Under the circumstances here whether this policy was reinstated was a question of fact. Both the company and the insured desired reinstatement. Formal and satisfactory application for reinstatement had been made. That application had been approved by the company the insured was advised, in substance, that if be signed and returned the note the reinstatement would be completed. There is sharp conflict in the proof as to whether the company did or did not *Page 329 receive the note and advise the insured thereof, and that the reinstatement was thereby completed. The testimony on the part of the plaintiff was positive that the insured did sign the note and mail it to the company, and did in turn receive the acknowledgment of the company that the note had been received and the policy reinstated. Upon the other hand, the testimony on the part of the company was positive that the note for $26.88 was not received, and that the company did not write the insured that the note had been received and the policy reinstated. Upon three occasions this testimony was presented to the jury and the witnesses subjected to cross-examination. In each instance the jury found the facts in favor of the plaintiff.

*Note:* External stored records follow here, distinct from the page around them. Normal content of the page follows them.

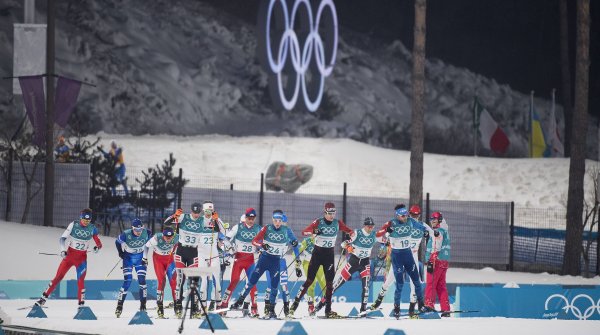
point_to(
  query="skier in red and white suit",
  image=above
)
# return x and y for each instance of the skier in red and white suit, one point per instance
(74, 244)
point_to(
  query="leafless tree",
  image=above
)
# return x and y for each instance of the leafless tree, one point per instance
(573, 243)
(418, 108)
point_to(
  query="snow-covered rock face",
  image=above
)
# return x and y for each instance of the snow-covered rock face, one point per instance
(186, 68)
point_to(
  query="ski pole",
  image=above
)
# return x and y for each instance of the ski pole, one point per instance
(48, 254)
(111, 270)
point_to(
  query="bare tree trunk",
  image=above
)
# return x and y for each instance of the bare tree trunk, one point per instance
(418, 110)
(573, 243)
(565, 69)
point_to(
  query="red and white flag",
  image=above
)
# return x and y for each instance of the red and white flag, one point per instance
(491, 135)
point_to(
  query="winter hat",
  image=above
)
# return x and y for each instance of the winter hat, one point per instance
(196, 207)
(329, 207)
(250, 212)
(168, 231)
(415, 210)
(401, 211)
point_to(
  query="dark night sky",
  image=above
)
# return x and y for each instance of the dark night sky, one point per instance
(516, 42)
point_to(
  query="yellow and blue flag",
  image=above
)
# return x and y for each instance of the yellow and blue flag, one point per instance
(537, 139)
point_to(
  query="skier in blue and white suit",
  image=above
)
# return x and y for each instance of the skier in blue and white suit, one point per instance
(399, 232)
(283, 278)
(273, 239)
(130, 246)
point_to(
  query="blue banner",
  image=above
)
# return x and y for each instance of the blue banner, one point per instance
(532, 302)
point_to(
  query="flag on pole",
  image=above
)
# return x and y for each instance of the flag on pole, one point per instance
(555, 143)
(491, 135)
(537, 138)
(32, 88)
(67, 91)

We have here a sharp dispute of fact turning upon the question of the credibility of witnesses, and of the weight and value to be given their testimony. These are questions for determination by the jury under proper instructions from the trial court, and an instructed verdict was not authorized. See section 350, O. S. 1931; Folley v. Chicago, R.I. P. Ry. Co.,16 Okla. 32, 84 P. 1090. It is for the jury to determine the credibility of the witnesses and the weight and value of their testimony. Hammett v. State, 42 Okla. 384, 141 P. 419, Key v. Hill, 93 Okla. 64 219 P. 308; Beams v. Step, 116 Okla. 291,244 P. 775. The jury here saw the plaintiff's witnesses, and heard them testify directly and upon cross-examination. That jury, upon oath, considered all of the evidence, and accepted and believed the sworn statements of plaintiff's witnesses. If that testimony is true, there is no escape from the conclusion that this insurance policy was reinstated as asserted by plaintiff, and as determined by the jury and approved by the trial court. We cannot substitute a contrary view as to the credibility of a witness or weight of his testimony for the verdict of the jury so approved by the trial court. In view of all the circumstances, it cannot be urged that plaintiff's evidence is so improbable as to be unworthy of belief, or to constitute no evidence to sustain the verdict. Under the rule of many decisions, we must accept the jury verdict on this question of fact.
The judgment of the trial court is affirmed.
McNEILL, C. J., OSBORN, V. C. J., and RILEY, BAYLESS, BUSBY, PHELPS, and CORN, JJ., concur. GIBSON, J., dissents.